There is a driving force that keeps me in my passion despite heavy odds. Some might say it is just the plight of an artist. Creating is not a choice, so much as a personality trait that appears much like a possession. I know that when I was small, the free flow of ideas and skill with a pencil was simply natural. I knew no other way. However, as I matured, and fitting in is the order of the day, a grave conflict began.
Although it was clear that my talent was recognized and valued (mostly for what it could produce for others) it was also always up against an equal systemic value of conformity. We layer into this the gender roles we are expected to buy into and identity becomes a very tricky business.
Despite the variety of roles I have tried on over time, my value to the world on its terms seemed greatest when I made the most money. That surely is a standard measure of success. But even my serious black suit could not disguise the artist that lived inside.
I am not the first to say that what we resist persists. It does. It is like trying to keep light out of a barn. At first it appears dark when the door shuts but then the brilliance of the light shines through every crack until it seems hard to imagine you had ever thought it dark.
I can put on my black suit, but I cannot keep the light from escaping through the chinks. We also remain loyal to ourselves, whatever we may think. A part of us will sabotage our efforts to ignore our true selves. It will rise and challenge the world to accept us as we are. I wore lapel art. In some ways, I admit, the jewellery I made became a Litmus test. It opened conversation that helped me find kindred spirits or as the Pachamama Alliance
calls it, finding other imagine-er cells. But frankly, it was as often a way for me to silently flip the bird to the whole world of homogenization.
I think it takes a long time to regain our true selves. As a woman I felt I needed to become, in some part, complete with my perceived obligations to society's expectations. I married a man and a mortgage, but raised a child artfully, teaching her to see with a different eye. As a therapist skilled in unconscious mind work, I taught her hemispheric balance and choice to move between the analytical and detail oriented left brain and the expansive, big picture right. I taught her to honour the wisdom of both. And now I do the same, for my passion will not be denied. Nor, will my precious gift be accepted without gratitude. I graciously accept my connection to that which persists. And since I have let go of much of what was respectable to a world I didn't much respect, I have grown.

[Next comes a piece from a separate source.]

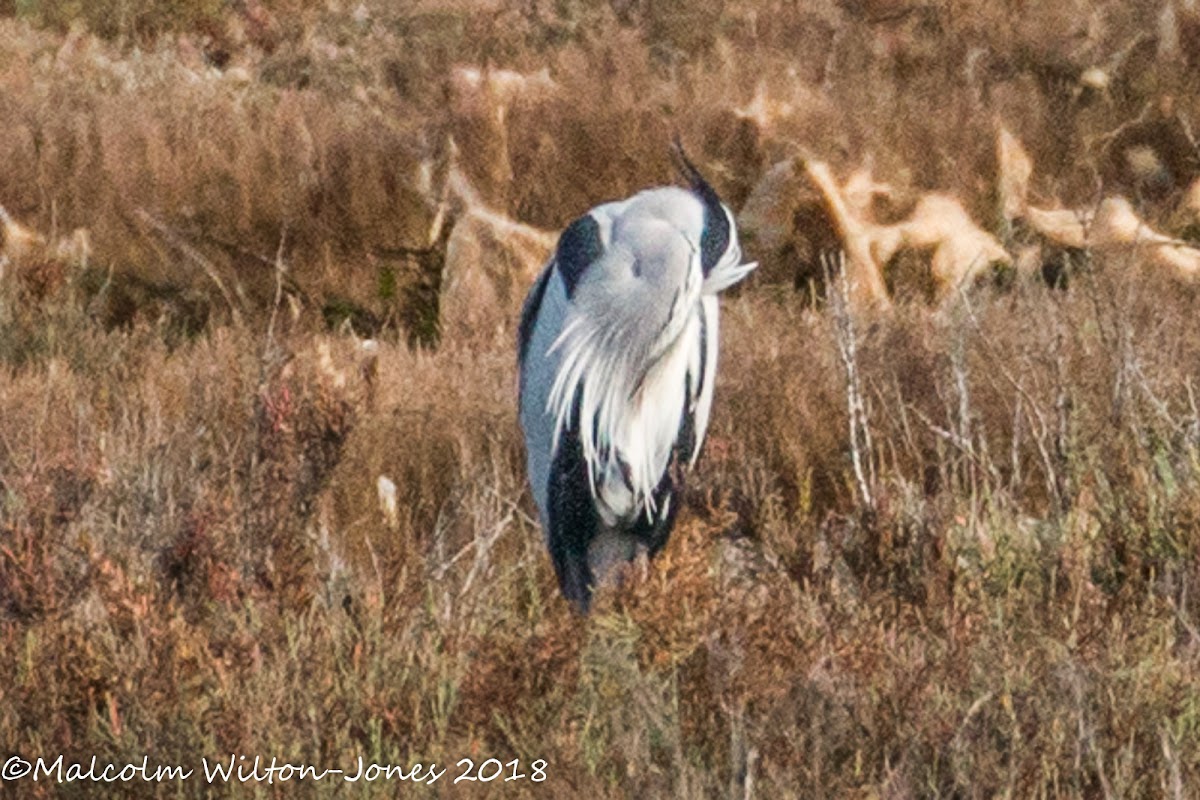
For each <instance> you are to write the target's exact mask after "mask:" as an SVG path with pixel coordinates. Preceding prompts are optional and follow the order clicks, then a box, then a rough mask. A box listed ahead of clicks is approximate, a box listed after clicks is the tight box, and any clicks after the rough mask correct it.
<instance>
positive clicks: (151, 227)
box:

'To grow' is 'life' language. Life keeps coming around for me -- this prime directive and best teacher. At the bottom of my ravine garden, large tree skeletons have been removed. They were so tall that many of the forest trees nearby suffered damage. As a result, one of the willows needed to be cut to a small stump. It was not a particularly nice tree, forced in the overgrown shade to bend and twist in competition for space and light. I was saddened by the destruction I saw. It would never be the same. However, within a week the very small stump had shot forth with tender green life and was revelling in the light as it reached with vigour that surprised me.
Places in the world where the past is being devastated, a way of being stripped away, new green shoots of humanity reach for the light. Life persists. I may go so far as to say it has a passion for itself. Perseverance to me has always had a definition tainted with difficulty but perhaps it is more as I began: it would be more difficult to do or be anything else.
Accepting this as truth comes with a responsibility. And our ability to respond involves strength.
Just as the tender green willow shoots will grow to tougher stuff as its boughs stretch wide, so do we. It is now possible for me to redirect all the energy I once spent suppressing the light within. When we do, we expand the unique brilliance that is our true selves.
By loving our individuality we find our important place in that which we thought was all 'other'. Isn't that what it means to grow up after all? Perhaps we truly fit in to the master plan for everything by passionately, persistently being who we know ourselves to be. Society may have a way of trying to put a box around a round peg seeking its round hole.
I ask you now, what have you always loved? Where have you always found comfort? What part of you persists no matter what? Tell me your passion.